BSP pins hopes on firmer peso to rebuild FX buffer
By Melissa Luz T. Lopez
Senior Reporter
THE CENTRAL BANK is banking on the peso’s recovery against the greenback to rebuild its foreign exchange reserves, a senior official said.
Bangko Sentral ng Pilipinas (BSP) Deputy Governor Diwa C. Guinigundo said monetary authorities are looking to replenish gross international reserves (GIR) which have declined for the most of 2018. “Bit by bit, we will try and build up the reserves without leaning against the wind,” he said in a recent interview.
The country’s reserves dropped to $74.773 billion in October from $74.939 billion in September. That was the lowest level in seven years since July 2011 and marked a second straight month of decline, according to latest central bank data.
The current GIR level remained below the BSP’s $80-billion forecast for the entire year and is less than the $81.57-billion reserves as of December 2017.
The BSP employs “tactical intervention” and uses the reserve stash to intervene and smoothen changes in day-to-day currency trading in order to keep the peso stable.
In terms of import cover, October’s level slipped to 6.8 months versus 7.7 months when the year opened, though still well above the three-month global standard.
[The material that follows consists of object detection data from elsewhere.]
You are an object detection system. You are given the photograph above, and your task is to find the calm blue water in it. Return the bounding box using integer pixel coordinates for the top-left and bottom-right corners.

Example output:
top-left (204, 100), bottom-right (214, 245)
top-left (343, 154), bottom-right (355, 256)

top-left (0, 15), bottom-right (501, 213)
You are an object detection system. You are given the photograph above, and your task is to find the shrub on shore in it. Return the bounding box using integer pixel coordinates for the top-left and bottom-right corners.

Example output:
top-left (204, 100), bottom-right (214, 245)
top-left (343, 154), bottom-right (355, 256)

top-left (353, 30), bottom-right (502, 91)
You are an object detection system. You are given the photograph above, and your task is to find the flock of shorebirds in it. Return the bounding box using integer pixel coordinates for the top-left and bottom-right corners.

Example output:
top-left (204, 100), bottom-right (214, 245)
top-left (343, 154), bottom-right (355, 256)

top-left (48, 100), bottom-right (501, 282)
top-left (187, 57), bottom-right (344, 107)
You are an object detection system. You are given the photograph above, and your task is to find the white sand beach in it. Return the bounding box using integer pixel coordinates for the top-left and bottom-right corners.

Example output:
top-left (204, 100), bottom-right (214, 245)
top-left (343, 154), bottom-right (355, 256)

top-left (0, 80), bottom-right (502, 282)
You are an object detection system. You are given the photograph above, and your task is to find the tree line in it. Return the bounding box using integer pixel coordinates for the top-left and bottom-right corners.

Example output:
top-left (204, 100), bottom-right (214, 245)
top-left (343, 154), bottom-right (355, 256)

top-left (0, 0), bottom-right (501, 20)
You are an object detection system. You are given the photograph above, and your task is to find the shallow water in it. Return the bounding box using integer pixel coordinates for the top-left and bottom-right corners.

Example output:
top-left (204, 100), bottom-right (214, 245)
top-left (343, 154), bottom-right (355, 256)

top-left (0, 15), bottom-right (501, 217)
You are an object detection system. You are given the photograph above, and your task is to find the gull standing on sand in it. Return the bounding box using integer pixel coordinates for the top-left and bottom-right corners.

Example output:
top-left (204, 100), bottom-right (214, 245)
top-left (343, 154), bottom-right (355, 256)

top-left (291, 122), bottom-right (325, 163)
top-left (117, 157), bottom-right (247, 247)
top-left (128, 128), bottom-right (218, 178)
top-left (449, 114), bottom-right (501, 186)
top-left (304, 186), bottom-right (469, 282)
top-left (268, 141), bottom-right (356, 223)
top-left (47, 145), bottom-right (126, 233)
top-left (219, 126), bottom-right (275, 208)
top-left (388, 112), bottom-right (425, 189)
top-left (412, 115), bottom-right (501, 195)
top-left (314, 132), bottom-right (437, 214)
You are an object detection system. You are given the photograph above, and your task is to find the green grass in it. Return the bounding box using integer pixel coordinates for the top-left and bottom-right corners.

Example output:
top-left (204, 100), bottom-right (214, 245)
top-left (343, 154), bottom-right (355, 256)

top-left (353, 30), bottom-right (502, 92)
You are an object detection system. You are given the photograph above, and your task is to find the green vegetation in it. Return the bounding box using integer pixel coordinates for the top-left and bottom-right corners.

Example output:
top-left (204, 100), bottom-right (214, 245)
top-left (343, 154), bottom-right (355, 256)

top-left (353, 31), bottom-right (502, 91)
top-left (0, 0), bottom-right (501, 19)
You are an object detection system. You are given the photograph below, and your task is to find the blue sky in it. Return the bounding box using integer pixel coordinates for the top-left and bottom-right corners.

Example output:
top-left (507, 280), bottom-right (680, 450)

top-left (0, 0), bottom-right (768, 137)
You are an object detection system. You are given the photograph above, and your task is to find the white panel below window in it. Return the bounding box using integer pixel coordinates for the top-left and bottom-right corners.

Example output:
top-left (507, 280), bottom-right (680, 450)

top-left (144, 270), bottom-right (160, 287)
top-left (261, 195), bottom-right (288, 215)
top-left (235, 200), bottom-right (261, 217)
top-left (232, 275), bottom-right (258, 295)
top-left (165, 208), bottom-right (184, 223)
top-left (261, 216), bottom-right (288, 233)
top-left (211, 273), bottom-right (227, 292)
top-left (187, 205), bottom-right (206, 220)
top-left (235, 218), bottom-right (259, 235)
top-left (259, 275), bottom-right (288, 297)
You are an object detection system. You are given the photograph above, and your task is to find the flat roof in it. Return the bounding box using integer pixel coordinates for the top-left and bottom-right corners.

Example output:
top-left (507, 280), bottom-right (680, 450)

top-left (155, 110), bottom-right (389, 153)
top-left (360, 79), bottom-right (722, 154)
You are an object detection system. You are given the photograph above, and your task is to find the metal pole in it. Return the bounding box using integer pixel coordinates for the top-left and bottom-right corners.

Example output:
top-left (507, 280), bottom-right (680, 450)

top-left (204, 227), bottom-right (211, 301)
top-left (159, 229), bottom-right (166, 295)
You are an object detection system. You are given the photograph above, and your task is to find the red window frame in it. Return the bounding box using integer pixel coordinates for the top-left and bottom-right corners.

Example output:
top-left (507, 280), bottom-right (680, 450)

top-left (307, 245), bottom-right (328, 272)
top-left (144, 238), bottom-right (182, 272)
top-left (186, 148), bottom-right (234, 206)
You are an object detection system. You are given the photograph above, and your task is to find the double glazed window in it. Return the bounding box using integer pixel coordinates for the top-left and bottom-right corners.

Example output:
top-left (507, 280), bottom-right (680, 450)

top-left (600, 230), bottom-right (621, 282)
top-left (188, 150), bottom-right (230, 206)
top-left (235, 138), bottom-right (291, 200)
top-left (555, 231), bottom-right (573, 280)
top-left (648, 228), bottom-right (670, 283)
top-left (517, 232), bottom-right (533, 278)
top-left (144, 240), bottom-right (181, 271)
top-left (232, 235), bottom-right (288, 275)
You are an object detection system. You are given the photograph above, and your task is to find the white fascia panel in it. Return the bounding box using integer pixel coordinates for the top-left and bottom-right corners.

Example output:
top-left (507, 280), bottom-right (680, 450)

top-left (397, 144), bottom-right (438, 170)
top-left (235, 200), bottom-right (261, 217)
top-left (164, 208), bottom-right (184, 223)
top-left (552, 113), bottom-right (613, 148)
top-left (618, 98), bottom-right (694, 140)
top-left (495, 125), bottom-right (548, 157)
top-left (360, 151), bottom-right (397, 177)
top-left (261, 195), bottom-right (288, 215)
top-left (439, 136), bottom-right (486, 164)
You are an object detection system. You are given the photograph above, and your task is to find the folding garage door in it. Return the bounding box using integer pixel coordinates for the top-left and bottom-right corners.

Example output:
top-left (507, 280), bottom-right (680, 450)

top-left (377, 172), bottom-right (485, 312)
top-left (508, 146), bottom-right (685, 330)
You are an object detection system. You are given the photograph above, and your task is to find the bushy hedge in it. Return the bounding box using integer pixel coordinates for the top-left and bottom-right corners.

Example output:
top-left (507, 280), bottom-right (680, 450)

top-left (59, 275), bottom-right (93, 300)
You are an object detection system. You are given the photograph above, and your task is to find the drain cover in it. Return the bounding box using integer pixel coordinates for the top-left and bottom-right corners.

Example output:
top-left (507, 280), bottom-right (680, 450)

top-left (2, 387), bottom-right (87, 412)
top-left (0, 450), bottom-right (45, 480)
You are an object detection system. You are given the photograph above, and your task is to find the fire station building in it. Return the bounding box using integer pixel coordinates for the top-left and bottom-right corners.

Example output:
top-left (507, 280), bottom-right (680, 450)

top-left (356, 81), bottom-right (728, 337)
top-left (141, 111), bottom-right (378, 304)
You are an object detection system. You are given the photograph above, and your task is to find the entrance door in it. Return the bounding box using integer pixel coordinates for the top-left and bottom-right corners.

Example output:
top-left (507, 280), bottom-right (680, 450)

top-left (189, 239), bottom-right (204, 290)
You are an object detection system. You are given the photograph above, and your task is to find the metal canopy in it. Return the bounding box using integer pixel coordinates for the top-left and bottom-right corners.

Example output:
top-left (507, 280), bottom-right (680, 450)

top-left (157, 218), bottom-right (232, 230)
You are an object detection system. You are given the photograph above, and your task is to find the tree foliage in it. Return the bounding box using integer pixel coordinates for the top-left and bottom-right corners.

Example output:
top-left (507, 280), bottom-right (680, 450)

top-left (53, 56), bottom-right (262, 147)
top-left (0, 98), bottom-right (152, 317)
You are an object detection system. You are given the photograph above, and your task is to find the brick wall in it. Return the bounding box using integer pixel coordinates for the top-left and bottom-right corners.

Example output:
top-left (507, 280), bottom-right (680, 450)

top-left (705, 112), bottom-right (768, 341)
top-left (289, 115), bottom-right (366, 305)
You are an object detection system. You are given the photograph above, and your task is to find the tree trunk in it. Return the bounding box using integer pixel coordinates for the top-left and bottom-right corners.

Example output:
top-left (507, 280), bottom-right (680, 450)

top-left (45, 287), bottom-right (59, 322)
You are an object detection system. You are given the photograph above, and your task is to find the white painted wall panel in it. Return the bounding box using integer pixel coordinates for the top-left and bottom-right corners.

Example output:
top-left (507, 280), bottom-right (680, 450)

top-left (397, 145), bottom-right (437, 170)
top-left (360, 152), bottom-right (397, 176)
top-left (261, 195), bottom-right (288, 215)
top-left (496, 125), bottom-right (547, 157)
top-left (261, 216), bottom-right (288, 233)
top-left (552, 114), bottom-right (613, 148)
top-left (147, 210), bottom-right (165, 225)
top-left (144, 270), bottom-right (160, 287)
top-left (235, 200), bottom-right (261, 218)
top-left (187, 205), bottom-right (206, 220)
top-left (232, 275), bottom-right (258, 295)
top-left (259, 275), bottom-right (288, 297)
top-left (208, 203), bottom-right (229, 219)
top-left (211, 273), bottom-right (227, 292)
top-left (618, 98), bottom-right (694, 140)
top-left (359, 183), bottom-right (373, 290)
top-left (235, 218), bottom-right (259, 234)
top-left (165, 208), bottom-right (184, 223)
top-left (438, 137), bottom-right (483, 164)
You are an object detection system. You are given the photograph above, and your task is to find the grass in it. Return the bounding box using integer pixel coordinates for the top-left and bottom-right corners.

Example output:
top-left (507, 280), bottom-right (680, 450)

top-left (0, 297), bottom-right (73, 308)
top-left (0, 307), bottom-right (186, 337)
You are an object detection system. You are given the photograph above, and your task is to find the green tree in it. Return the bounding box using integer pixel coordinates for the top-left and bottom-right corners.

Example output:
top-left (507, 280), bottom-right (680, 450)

The peso has pared its losses over the past month to return to the P52 level versus the greenback, coming from its weakest levels in 12 years back in September. It was 4.8% weaker year-to-date on Monday compared to about eight percent two months ago.
“These last three months of 2018, we will see some turnaround in the peso. More (dollars) are coming in: remittances, BPO (business process outsourcing) payments and more people are coming in from tourism,” Mr. Guinigundo said.
“The accumulation of foreign exchange can see a high point within the last three months and it continues to happen.”
The central bank official also pointed out that more dollars are headed to the Philippines ahead of Christmas, giving BSP more resources to beef up reserves.
“If there are opportunities, we will do so because there is excess supply of dollars in the market especially if doing so will provide additional liquidity to the system,” he added.
“Even if you release a few pesos here and there and build up your GIR, it will not unduly upset the stability of the fundamentals.”
These purchases will likewise help boost peso liquidity in the market, spurring money supply growth after easing in the last few months.
Emilio S. Neri, Jr., lead economist at the Bank of the Philippine Islands, has cited the need for the BSP to “build up” the country’s reserves after the peso’s depreciation eroded this buffer for much of the year.
Credit raters have been citing GIR as a source of strength for the Philippines, providing sufficient buffer against external shocks which could unduly weigh on the country’s ability to service foreign obligations.